Twenty years of local news and arts in the spotlight

And we’re now 18 weeks into our highly selective tour through the past 20 years of local news and arts in C-VILLE. This week, familiar faces and familiar structures. Some 12 years ago, we reported on what seemed a likely outcome for the four storefronts known collectively now as the Wachovia buildings: demolition. If only! As we report on page 9 this week, not only do those buildings remain largely unchanged, the prospects for redevelopment have thinned yet again. And, in other news, a look back at two culinary architects of Downtown’s revival, Tim Burgess and Vincent Derquenne, whose opening in 2003 of yet another restaurant landed them on the cover. In current news, their struggles with the Board of Architectural Review to update that eatery, Bang, gets covered in Restaurantarama on page 37. Stay tuned next week for another not-entirely random stroll down memory lane. In fact, check back every week. All year long we will continue to look back at the accumulated pluck and provocations that will power this free and freethinking institution into the next 20 years. 

Paging through the archives

 

“Peer into the Downtown Mall’s crystal ball, and you may still see a wrecking ball in there—doing its damage to an entire block.

“Despite the sale of Jefferson National Bank to Wachovia…City Journal has learned that the plans to demolish JNB’s downtown block between East First and Second Streets are still alive and well…

“Should Wachovia decide to go forward with the plans after it has assumed ownership (JNB shareholders are expected to vote within the next few weeks), and should the B.A.R. and City Council approve the request, it looks like those run-down buildings will indeed be rubble-ized and something bigger and grander erected in their place.

“Word on the bricked street has it that some other local developers (did someone say Gabe Silverman?) may want to try and save the buildings and fix them up…”

—City Journal, September 9, 1997

 

 

 

 

 

 

 

 

 

Getting covered

 

“Theirs was a chance meeting in the late 1980s, when both worked in a Crozet restaurant known as The Gallery.

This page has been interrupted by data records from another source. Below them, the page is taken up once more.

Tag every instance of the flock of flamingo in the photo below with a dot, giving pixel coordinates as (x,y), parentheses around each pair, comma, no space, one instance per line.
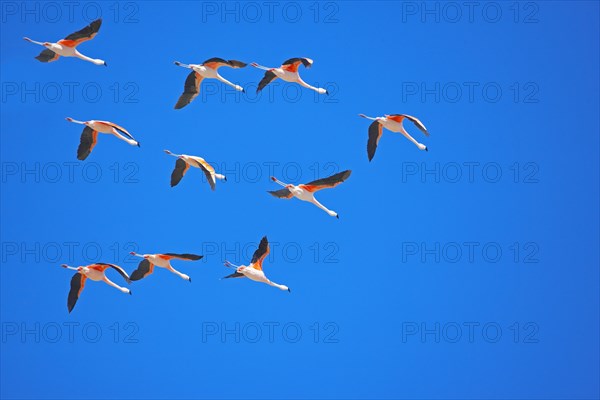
(288,72)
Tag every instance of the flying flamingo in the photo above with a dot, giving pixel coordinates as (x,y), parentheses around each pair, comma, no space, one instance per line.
(183,164)
(67,47)
(393,123)
(288,72)
(146,266)
(208,69)
(305,192)
(95,272)
(254,270)
(89,136)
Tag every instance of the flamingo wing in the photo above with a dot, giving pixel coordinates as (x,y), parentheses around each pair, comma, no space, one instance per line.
(85,34)
(375,131)
(268,78)
(217,62)
(77,284)
(191,89)
(144,269)
(234,275)
(260,254)
(185,256)
(88,140)
(327,183)
(117,127)
(293,63)
(417,123)
(208,170)
(105,266)
(282,193)
(47,56)
(181,168)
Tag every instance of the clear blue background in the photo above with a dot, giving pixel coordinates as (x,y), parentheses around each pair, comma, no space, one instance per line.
(369,289)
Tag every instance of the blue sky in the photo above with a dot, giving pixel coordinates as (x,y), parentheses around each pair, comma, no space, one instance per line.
(469,271)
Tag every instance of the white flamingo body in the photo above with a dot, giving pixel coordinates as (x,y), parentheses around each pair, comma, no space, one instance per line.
(288,72)
(208,69)
(67,47)
(393,123)
(196,162)
(254,271)
(93,127)
(306,192)
(94,272)
(208,72)
(146,266)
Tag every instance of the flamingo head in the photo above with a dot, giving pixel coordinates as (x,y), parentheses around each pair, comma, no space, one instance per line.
(133,253)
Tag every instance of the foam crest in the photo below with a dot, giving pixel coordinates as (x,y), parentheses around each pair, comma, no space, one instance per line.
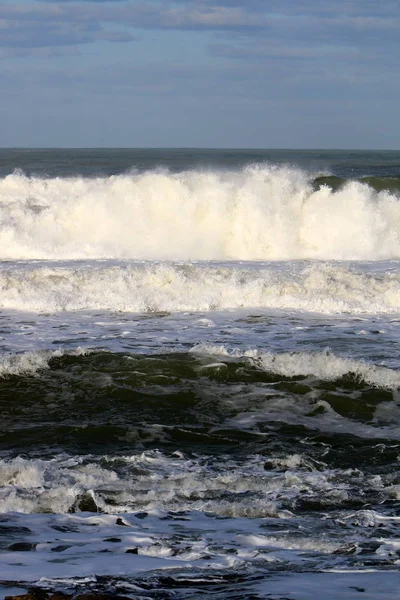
(29,363)
(257,213)
(138,287)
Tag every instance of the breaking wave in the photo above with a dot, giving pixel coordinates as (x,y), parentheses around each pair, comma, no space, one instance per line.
(261,212)
(153,287)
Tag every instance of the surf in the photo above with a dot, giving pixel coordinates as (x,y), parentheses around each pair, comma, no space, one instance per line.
(259,212)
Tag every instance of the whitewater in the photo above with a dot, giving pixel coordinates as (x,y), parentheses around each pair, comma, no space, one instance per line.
(258,212)
(200,373)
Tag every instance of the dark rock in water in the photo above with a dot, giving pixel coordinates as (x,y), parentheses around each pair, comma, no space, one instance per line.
(12,529)
(84,503)
(61,548)
(22,547)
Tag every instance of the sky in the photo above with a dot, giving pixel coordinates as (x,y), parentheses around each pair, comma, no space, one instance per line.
(200,73)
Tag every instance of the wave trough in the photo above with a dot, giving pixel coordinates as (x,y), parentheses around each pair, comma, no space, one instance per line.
(256,213)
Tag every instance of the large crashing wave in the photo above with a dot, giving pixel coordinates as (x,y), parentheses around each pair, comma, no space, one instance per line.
(154,287)
(257,213)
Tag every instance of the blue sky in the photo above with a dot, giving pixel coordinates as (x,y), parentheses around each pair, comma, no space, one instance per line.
(203,73)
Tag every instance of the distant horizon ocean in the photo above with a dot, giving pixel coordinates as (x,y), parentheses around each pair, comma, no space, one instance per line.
(200,372)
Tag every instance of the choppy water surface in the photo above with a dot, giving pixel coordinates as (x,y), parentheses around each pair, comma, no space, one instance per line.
(199,373)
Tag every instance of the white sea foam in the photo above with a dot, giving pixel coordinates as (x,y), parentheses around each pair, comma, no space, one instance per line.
(257,213)
(322,365)
(29,363)
(154,286)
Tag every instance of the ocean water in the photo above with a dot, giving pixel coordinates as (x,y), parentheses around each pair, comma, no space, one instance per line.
(199,373)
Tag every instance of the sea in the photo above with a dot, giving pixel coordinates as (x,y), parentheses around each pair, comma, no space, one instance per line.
(199,373)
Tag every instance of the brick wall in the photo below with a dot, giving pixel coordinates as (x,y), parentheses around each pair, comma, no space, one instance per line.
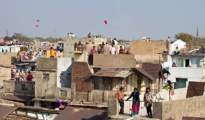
(81,76)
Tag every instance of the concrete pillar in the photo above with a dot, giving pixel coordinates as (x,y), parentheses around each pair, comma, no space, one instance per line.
(143,86)
(113,106)
(73,91)
(203,73)
(37,104)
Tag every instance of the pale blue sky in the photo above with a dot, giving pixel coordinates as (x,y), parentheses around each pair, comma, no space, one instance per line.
(127,19)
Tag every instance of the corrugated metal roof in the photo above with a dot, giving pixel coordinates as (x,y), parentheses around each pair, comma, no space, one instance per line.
(73,113)
(6,110)
(152,69)
(112,73)
(145,73)
(192,118)
(18,98)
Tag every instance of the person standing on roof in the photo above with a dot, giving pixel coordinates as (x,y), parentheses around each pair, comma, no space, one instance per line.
(89,35)
(148,97)
(52,52)
(135,102)
(171,90)
(69,35)
(29,76)
(120,96)
(17,76)
(112,49)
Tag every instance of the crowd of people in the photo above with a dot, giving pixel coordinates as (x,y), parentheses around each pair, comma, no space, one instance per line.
(148,99)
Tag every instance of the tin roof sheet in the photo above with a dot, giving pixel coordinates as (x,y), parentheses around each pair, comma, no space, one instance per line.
(6,110)
(18,98)
(112,73)
(73,113)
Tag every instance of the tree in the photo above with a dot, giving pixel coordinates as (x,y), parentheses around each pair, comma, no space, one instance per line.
(185,37)
(21,37)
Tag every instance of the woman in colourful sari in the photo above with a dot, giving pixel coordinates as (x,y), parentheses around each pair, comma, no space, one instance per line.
(93,51)
(135,102)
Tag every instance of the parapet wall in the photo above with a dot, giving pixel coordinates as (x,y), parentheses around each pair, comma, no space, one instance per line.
(114,61)
(150,47)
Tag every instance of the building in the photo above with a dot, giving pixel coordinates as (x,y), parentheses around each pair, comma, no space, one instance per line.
(151,47)
(69,44)
(54,78)
(44,43)
(13,48)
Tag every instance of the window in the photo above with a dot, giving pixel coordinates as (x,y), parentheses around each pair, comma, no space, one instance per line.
(187,63)
(198,62)
(63,93)
(180,83)
(180,62)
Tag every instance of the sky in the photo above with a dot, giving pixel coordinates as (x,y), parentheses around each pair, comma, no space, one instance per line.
(126,19)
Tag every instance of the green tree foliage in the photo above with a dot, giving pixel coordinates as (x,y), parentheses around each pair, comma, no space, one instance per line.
(184,37)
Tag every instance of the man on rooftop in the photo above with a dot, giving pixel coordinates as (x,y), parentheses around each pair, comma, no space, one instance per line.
(112,49)
(121,51)
(69,35)
(89,35)
(52,52)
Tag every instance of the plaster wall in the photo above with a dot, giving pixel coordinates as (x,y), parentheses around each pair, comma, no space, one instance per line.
(68,42)
(44,63)
(114,61)
(149,58)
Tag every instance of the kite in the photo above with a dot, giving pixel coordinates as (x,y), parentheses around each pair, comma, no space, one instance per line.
(105,21)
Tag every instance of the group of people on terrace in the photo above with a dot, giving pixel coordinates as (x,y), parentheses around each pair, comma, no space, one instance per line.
(148,99)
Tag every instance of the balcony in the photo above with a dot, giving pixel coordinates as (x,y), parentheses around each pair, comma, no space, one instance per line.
(19,87)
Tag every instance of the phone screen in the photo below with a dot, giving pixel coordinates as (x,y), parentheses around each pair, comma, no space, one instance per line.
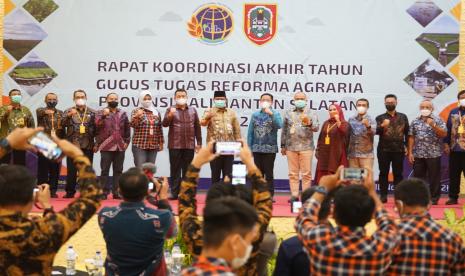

How could the then-20somethings know that at the intersection of routes 240 and 250, Derquenne’s Parisian upbringing and Burgess’ West Virginia roots would eventually become ingredients in one of the longest lived and most successful restaurant partnerships in the City? Could they have any idea, moreover, that together they would stumble upon what would soon become a trait of Charlottesville cuisine—the new French-Southern cuisine?”